ERIC AMBLER – The Siege of the Villa Lipp. Random House, US, hardcover, 1977. Ballantine, US, paperback, 1978. First published in the UK as Send No More Roses: Weidenfeld & Nicolson, hardcover, 1977; Fontana-Collins, UK, paperback, 1979.

   Eric Ambler is something of a rarity among writers in that his inimitable style neither withered nor grew stale over the years. Late in his career he still turned out superb thrillers like Doctor Frigo or Levanter, as fresh and imaginative as his early work. That isn’t to say his work was always equally brilliant, but over his long career I find nothing severely wanting. Mid-level Ambler, or in collaboration as Charles Rodda, is still well worth reading.

   The Siege of the Villa Lipp is well above mid-level in anyone’s estimation, and takes head on a theme that Ambler developed over the course of his career, that of the Able Criminal, a shadowy figure with a hand in most crimes yet who is unknown to police, not even as a person of interest; a super-criminal more able and better concealed than any Carl Peterson, Dr. Fu Manchu, or Ernst Stavro Blofield.

   The figure of the Able Criminal first appears in fledgling form in the mysterious Dimitrios in Coffin for Dimitrios. Across the years others have borrowed him, most notably Orson Welles in Mr. Arkadin and John Le Carré in The Night Manager.

   He is a figure that dates to the beginning of the genre, think of Poe’s “The Man in the Crowd,” the least likely of unlikely suspects, the spider at the center of the web. John Buchan exploited him in several thrillers in various guises including The Thirty-Nine Steps, The Power House, The Three Hostages, and The Man From the Norlands. Hitchcock uses him as well. Auric Goldfinger, Mr. Big, Doctor No, and Emile Largo in Ian Fleming’s James Bond novels are all examples of the form. He makes fleeting appearances in other books by Ambler, in the forefront of A Kind of Anger, but it is not until this book that he takes center stage, in far more subtle form than most of his co-conspirators.

   In the real world he is modeled on men such as Otto Skorzeny, Aristotle Onassis, Sir Basil Zarahoff, John D. Rockefeller, and J. P. Morgan.

   The narrator of The Siege of the Villa Lipp is Paul Firman, himself an Able Criminal.

   Or is he? According to Firman, he is only a not quite innocent caught between a team of academics who think they have uncovered his secret and have gathered at his remote Italian villa to blackmail him into an in-depth interview, and the real Able Criminal, the dangerous Mr. X Firman has partnered with for most of his career, a shadowy figure manipulating in the background.

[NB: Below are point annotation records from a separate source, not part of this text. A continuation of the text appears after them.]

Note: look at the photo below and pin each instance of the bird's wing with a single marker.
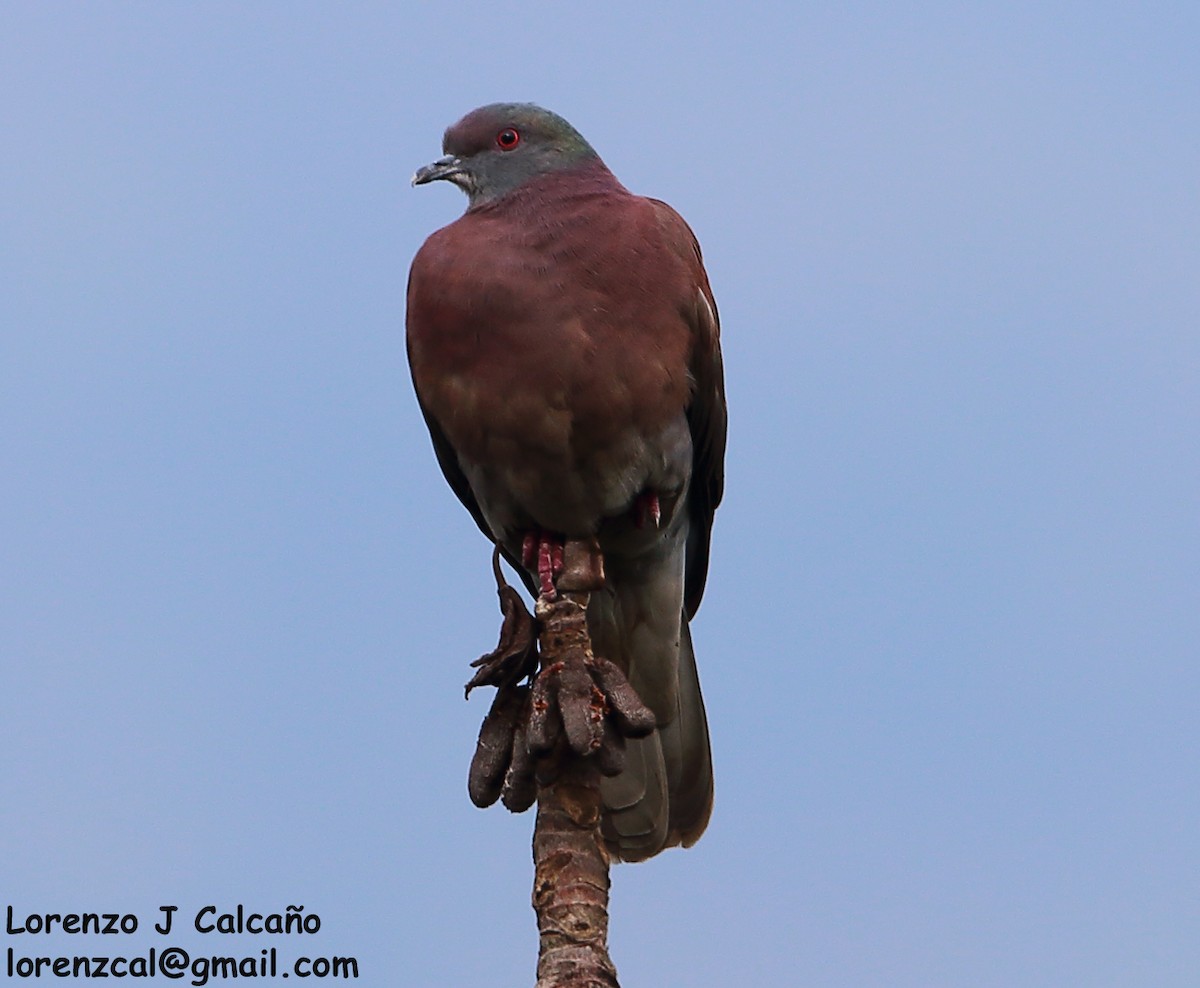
(706, 409)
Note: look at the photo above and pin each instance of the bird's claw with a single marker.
(579, 706)
(515, 656)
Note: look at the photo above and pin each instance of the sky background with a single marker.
(951, 633)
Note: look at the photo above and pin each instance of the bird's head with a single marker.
(498, 148)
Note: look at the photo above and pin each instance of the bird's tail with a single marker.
(664, 796)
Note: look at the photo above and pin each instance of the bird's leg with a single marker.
(580, 705)
(544, 551)
(647, 509)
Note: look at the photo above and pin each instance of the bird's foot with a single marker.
(579, 706)
(516, 654)
(544, 551)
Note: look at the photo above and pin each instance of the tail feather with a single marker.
(664, 796)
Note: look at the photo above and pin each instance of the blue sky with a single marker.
(949, 638)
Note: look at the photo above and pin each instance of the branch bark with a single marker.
(570, 892)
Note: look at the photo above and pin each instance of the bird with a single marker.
(564, 347)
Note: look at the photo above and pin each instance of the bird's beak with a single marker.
(448, 167)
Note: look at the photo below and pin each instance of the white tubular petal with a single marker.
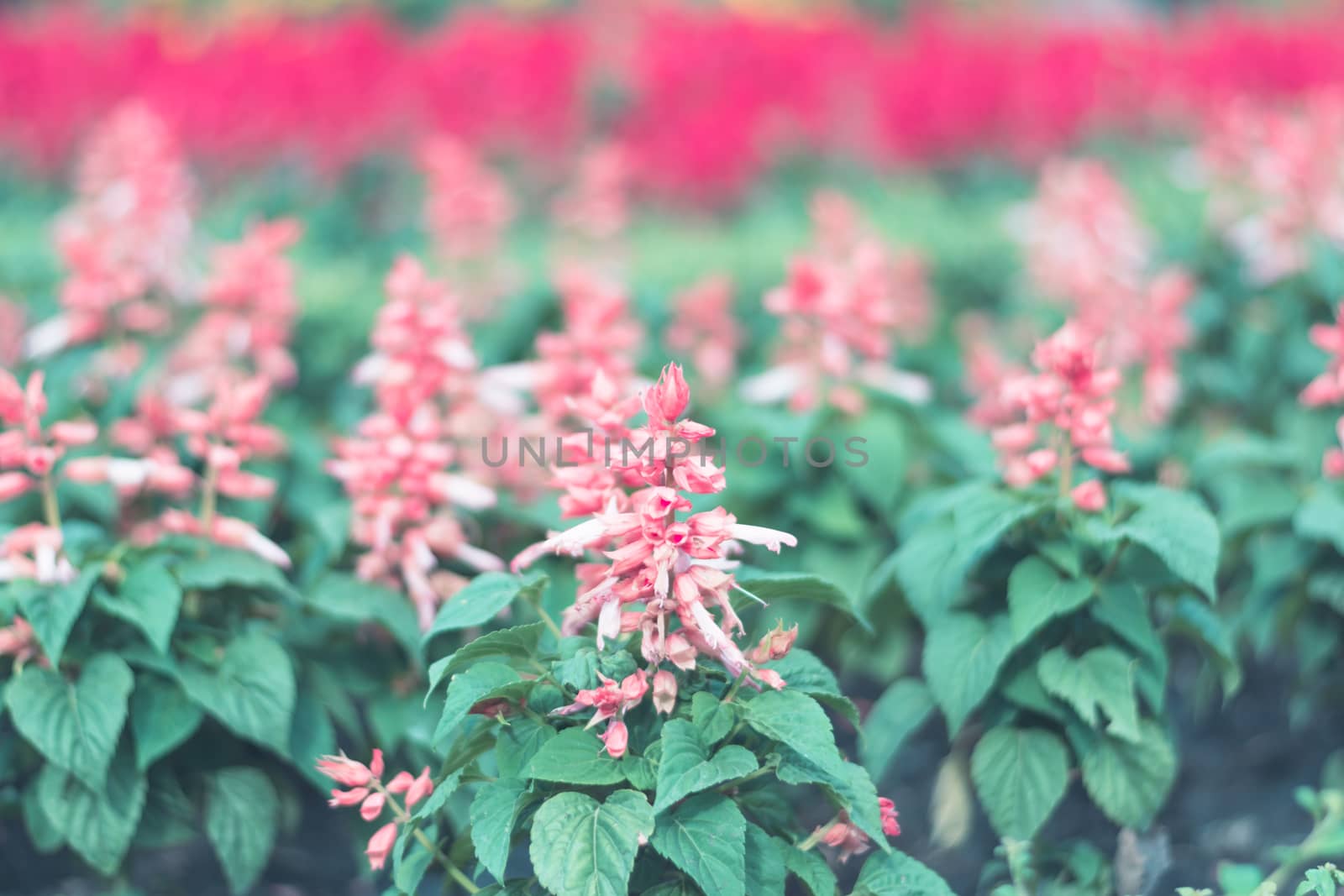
(479, 558)
(456, 354)
(772, 539)
(608, 622)
(268, 550)
(465, 492)
(517, 378)
(710, 631)
(911, 387)
(46, 338)
(773, 385)
(127, 473)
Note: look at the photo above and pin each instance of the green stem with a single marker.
(815, 837)
(405, 819)
(737, 685)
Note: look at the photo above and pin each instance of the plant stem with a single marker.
(737, 685)
(815, 837)
(50, 506)
(405, 819)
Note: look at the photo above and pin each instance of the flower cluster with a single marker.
(600, 336)
(848, 839)
(1063, 416)
(846, 302)
(398, 469)
(1277, 181)
(249, 309)
(124, 239)
(655, 566)
(1328, 389)
(29, 456)
(365, 788)
(1086, 248)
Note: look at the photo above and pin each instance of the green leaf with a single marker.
(898, 875)
(252, 692)
(507, 645)
(1037, 594)
(150, 598)
(517, 743)
(161, 718)
(706, 837)
(765, 871)
(349, 600)
(799, 586)
(712, 716)
(1176, 528)
(468, 688)
(811, 869)
(575, 757)
(232, 569)
(900, 712)
(242, 812)
(1021, 775)
(797, 721)
(1104, 678)
(803, 671)
(1129, 781)
(584, 848)
(1321, 519)
(481, 600)
(53, 611)
(961, 661)
(494, 813)
(687, 766)
(97, 822)
(74, 726)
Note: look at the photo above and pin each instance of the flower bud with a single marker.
(664, 692)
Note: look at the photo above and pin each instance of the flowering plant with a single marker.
(632, 746)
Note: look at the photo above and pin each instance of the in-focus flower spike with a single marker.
(658, 570)
(398, 468)
(363, 786)
(1063, 418)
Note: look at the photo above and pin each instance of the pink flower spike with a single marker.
(373, 806)
(616, 739)
(420, 789)
(344, 770)
(664, 692)
(381, 846)
(890, 826)
(13, 484)
(349, 797)
(1089, 496)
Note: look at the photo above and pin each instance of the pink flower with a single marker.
(664, 692)
(658, 566)
(421, 788)
(776, 644)
(1089, 496)
(616, 739)
(381, 846)
(890, 826)
(843, 308)
(344, 770)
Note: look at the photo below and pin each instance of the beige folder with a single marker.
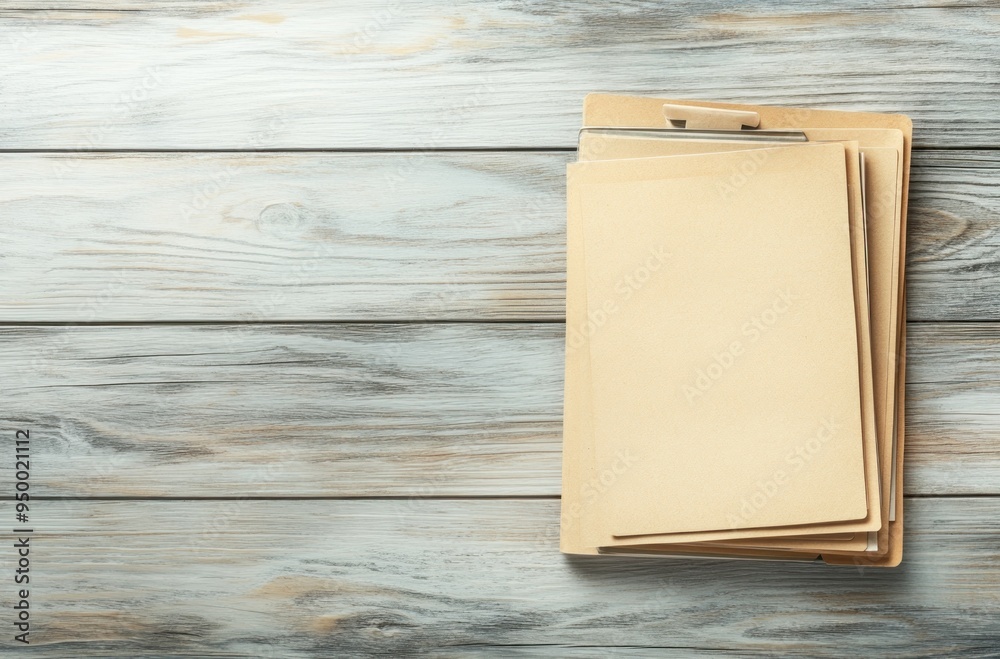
(608, 110)
(764, 416)
(882, 149)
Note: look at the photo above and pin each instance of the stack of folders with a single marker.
(735, 332)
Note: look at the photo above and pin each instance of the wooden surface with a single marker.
(281, 301)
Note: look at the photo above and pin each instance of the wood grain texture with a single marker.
(356, 578)
(243, 74)
(383, 410)
(293, 236)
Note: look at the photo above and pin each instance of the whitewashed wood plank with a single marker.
(355, 578)
(424, 73)
(293, 236)
(383, 410)
(282, 237)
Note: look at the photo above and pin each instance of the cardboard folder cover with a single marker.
(885, 142)
(882, 149)
(756, 286)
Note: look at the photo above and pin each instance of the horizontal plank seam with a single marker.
(403, 497)
(384, 321)
(401, 150)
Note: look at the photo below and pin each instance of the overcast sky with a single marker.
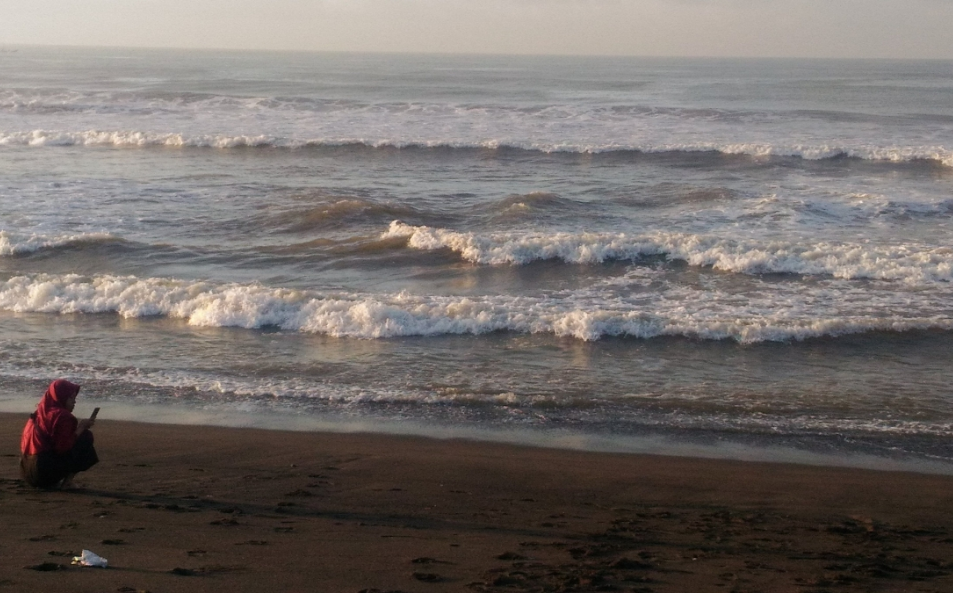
(794, 28)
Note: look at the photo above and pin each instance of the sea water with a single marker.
(682, 256)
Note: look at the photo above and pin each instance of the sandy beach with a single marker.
(180, 508)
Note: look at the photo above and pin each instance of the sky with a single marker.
(721, 28)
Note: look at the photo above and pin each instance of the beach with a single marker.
(188, 508)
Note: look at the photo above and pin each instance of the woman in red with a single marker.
(55, 445)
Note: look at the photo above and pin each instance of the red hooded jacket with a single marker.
(52, 427)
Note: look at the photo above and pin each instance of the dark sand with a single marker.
(176, 508)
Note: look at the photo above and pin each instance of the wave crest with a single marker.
(358, 315)
(132, 138)
(11, 244)
(847, 261)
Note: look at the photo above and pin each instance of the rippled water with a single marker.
(753, 252)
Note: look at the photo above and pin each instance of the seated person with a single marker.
(55, 446)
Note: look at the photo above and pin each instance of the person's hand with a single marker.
(84, 425)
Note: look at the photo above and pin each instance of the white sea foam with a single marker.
(14, 244)
(138, 138)
(799, 313)
(906, 262)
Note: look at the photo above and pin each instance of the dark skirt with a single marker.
(46, 470)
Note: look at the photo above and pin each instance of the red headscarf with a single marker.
(52, 427)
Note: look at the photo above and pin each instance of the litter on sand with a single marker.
(90, 559)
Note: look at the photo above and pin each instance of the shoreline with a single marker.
(713, 446)
(188, 508)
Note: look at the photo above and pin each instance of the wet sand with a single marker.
(184, 508)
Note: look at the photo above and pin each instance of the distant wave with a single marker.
(11, 244)
(847, 261)
(131, 138)
(359, 315)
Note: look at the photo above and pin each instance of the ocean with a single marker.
(731, 258)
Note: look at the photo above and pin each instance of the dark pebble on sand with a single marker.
(47, 567)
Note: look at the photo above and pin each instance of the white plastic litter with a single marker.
(90, 559)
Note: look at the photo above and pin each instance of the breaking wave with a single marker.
(132, 138)
(11, 244)
(905, 263)
(581, 315)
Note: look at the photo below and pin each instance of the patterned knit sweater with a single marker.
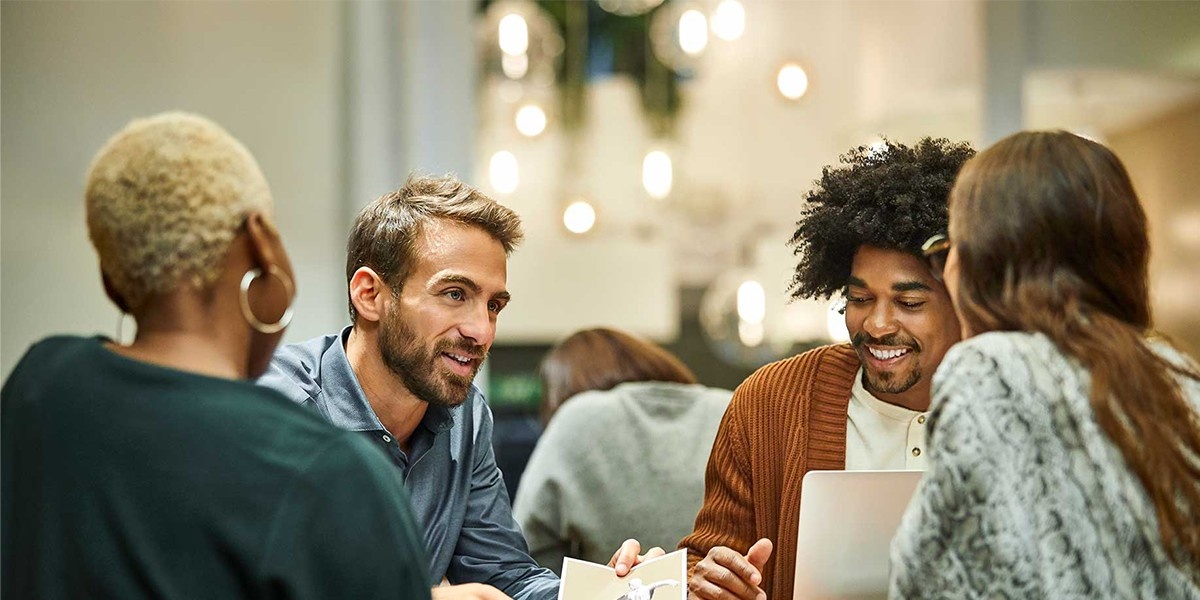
(786, 419)
(1025, 496)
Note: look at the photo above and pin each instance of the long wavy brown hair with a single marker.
(599, 359)
(1051, 238)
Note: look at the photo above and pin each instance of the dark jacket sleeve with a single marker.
(345, 529)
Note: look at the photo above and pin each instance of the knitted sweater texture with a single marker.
(1025, 495)
(786, 419)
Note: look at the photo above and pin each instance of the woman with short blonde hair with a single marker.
(155, 469)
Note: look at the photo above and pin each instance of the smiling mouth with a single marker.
(889, 354)
(460, 358)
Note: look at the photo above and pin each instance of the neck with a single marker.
(186, 333)
(396, 407)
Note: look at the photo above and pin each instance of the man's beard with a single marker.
(419, 367)
(888, 382)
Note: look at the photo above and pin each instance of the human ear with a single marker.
(111, 292)
(367, 293)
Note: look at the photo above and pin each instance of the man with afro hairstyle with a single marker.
(852, 406)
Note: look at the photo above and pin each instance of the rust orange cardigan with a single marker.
(786, 419)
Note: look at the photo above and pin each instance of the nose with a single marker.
(881, 321)
(479, 327)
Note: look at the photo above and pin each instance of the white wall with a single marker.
(76, 72)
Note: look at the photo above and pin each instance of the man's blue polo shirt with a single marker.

   While not as funny as the adventures of Arthur Abdel Simpson in Ambler’s The Light of Day (Topkapi) and Dirty Story, Lipp is as droll as an Ealing comedy (albeit a dark and at times violent one), and as easy to cast. It’s hard not to see James Mason or Alec Guinness as Firman, Peter Sellers, in makeup of course, as Professor Krom, the academic who sees in Firman the final proof of his disputed theory, and so on down the line from Krom’s unctuous assistants to Firman’s staff, the ever-wily Yves, and Firman’s beautiful and brilliant mistress Melanie.

   The siege of the title proves no metaphor for Firman, his guests, and his allies, find themselves literally under siege from the mysterious X when he learns of Krom’s investigations — under siege and under the gun from within, and from without. Watching Firman scheme, wrangle, and ultimately triumph proves great fun as well as revealing of the Able Criminal at work.

   Siege offers, aside from first class thrills, a glimpse at the dangerous world of high finance, several well drawn character studies — not the least its protagonist — fine suspense, a clever detective story, and several startling revelations, especially those Firman discovers about himself, some far more revealing than he would like.

   Is he the Able Criminal of Krom’s theory, or a semi-innocent caught between dangerous forces is the question Ambler asks, and as fits the subject no two characters in the book offer the same answer. Krom, who is presented with a mix of humor and admiration, has one answer, and Firman himself another. Is Firman the spider or the fly, or, unwittingly perhaps, both?

   The Siege of the Villa Lipp is Ambler’s penultimate novel, but shows no sign of weariness or the kind of neutral writing too often associated with writers near the end of their career. There is still about it the same sense of a glimpse into a twilight world we only suspect, the same fascination with characters on the edge of the civilized society we think we live in, and the same gift for explaining the convoluted and complex ways of finance, crime, and espionage at the highest and lowest levels with perfect reportorial skills. The Old Master proves again why he was an Old Master of the form.

   I’m only sad I can’t read all his books again for the first time.